Max is also very taupe — taupe being a cool, grayed brown, the brown of cappuccino, and mice. Taupe appears in many shades in Max, from a barely brown beige trim to deep mocha walls around the bar. Taupe is a quiet color, and it makes for a calm, even sedate room. The floors are now carpeted, and the ceiling has been cleverly baffled, presumably to vanquish the boomeranging noise that made eating at JoeJoe‘s such a trial.

Eating at Max is not a trial. The service is friendly and professional, if a bit overly attentive. On my first visit, six or seven different staff people stopped by to ask that dreaded and fairly meaningless question, the litany of the new restaurant: Are you okay? But they seemed to truly want to know — and we were okay. The only thing that wasn’t okay was the fact that we were constantly interrupted with the question.

Andre Guerrero comes from a big food-loving Filipino family in Glendale; he started out cooking at his family‘s Cafe Le Monde there. He moved on to the Biltmore, Alice’s Restaurant in Malibu and Brio in Tarzana, then opened his own restaurant, Duet, in Glendale. I have always been fond of Guerrero‘s food — he likes big, clear flavors, and is one of the few Cal-Asian fusion chefs who doesn’t muddle the mix.

Guerrero really grasps the purpose of appetizers, which is to pique the taste buds, drum up interest and excitement for the meal. Thai lemongrass and coconut soup, with a bracing wallop of fish sauce and delicate little chicken and mushroom dumplings, really wakes up the senses — I wouldn‘t mind it for an entree, either. The ahi towers appetizer is a slab of seared sushi-grade tuna on a crunchy-chewy risotto cake that’s then topped with wasabi-flavored green tobiko (tiny fish eggs), a compendium of small delights. Lumpia, the skinny deep-fried Filipino egg rolls stuffed with shrimp and pork and served with a sweet chile sauce, are everything we humans love — salty, crisp, sweet, hot — and they come with a refreshing, mildly astringent Asian slaw. Salads are less interesting, they can‘t help but be. The caesar is delicious, with its Parmesan ”crisps,“ and the ”carpaccio of beets“ with warm feta is just fine. But I don’t get the sour, almost pickled chunks of warm apple in the arugula, radicchio and romaine salad.

Once our taste buds are at full attention, out come the entrees. The ”trio of pork“ is one of the more satisfying entrees I‘ve encountered in recent years. The three different preparations are (1) tender, juicy hunks of grilled garlic pork on crunchy, lightly sauteed pea sprouts, (2) the more toothsome, succulent bacon-wrapped tenderloin on mushrooms, and (3) the dreamiest, most slippery and rich braised pork belly (fresh bacon) on a bed of nubbly little lentils — all of it so smart and precisely prepared.

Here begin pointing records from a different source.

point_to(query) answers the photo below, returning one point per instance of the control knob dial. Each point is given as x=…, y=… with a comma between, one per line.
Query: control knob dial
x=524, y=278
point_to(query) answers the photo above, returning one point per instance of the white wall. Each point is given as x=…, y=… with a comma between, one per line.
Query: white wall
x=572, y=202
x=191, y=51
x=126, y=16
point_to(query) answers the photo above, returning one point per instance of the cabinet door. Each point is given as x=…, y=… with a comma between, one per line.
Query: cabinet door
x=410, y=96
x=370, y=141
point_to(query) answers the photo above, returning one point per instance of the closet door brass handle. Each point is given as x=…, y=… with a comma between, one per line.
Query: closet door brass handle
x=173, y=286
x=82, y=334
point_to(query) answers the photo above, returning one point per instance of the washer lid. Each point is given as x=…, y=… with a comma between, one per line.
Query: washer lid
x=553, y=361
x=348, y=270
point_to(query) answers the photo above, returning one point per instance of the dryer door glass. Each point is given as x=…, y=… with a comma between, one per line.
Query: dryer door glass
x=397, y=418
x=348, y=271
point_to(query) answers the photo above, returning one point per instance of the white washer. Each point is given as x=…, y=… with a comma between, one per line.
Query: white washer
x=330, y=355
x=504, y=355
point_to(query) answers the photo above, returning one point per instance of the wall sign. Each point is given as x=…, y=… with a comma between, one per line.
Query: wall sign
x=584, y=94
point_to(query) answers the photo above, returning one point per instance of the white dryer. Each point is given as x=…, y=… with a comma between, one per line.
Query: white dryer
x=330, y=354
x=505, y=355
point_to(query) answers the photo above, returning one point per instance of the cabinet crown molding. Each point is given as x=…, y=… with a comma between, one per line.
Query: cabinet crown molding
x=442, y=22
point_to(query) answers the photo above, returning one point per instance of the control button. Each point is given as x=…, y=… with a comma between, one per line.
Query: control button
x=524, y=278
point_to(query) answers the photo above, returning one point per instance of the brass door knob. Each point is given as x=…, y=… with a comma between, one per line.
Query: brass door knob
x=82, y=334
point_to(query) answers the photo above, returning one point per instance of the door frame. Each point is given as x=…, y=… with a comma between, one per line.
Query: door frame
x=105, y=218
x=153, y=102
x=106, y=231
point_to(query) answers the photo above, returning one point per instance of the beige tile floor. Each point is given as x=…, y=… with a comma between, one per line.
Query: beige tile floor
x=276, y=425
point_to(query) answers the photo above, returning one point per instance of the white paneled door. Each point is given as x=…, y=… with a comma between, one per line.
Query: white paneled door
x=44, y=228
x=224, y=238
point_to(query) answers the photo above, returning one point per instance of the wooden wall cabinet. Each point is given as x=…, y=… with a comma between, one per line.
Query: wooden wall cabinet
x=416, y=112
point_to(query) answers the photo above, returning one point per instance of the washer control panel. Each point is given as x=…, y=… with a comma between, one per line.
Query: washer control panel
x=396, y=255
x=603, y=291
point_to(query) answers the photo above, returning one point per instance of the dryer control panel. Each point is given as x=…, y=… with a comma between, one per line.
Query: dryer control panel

Nothing else really measures up to the pork trio for sheer interest, although my second favorite entree is the Indian coriander-masala-crusted cod that comes with pakora, or chickpea-battered vegetable fritters, and lemon-cashew basmati rice — again, Guerrero amps the flavors and nails the textures. The skewered white-meat ”Hawkers chicken“ was tasty, with a sweetsalty marinade, but dry both times I ordered it. That’s what comes of trying to class up what‘s essentially street food; dark meat would’ve retained more moisture. But the wok-sauteed filet mignon with Chinese steak sauce and asparagus and a potato-mushroom concoction is a thoroughly successful take on a standard meat ‘n’ potatoes entree, and the half-chicken, boneless, with spinach and mashed potatoes, is huge with flavor (thanks to preserved lemon) and really doesn‘t need those gratuitous scoops of black-olive tapenade.

Dessert chef Jan Purdy may make her Italian plum buckle too dry and sweet, but her humble-sounding baked Asian pear is a miracle. Served with pear and mascarpone sorbets, it’s a study of that hybrid fruit‘s virtues: a delicate, mild flavor, and a sexy, slippery, but ever so slightly grainy texture.

Linq’s clientele may find Max a bit grown up, even staid, but it may be just the place to take their parents out for dinner. Max is also a good central meeting place between points east (Monrovia, Pasadena, Glendale) and points west (Santa Monica, Beverly Hills, Pac Pal). Bear Max in mind. It‘s good to have Guerrero and friends back in the Valley.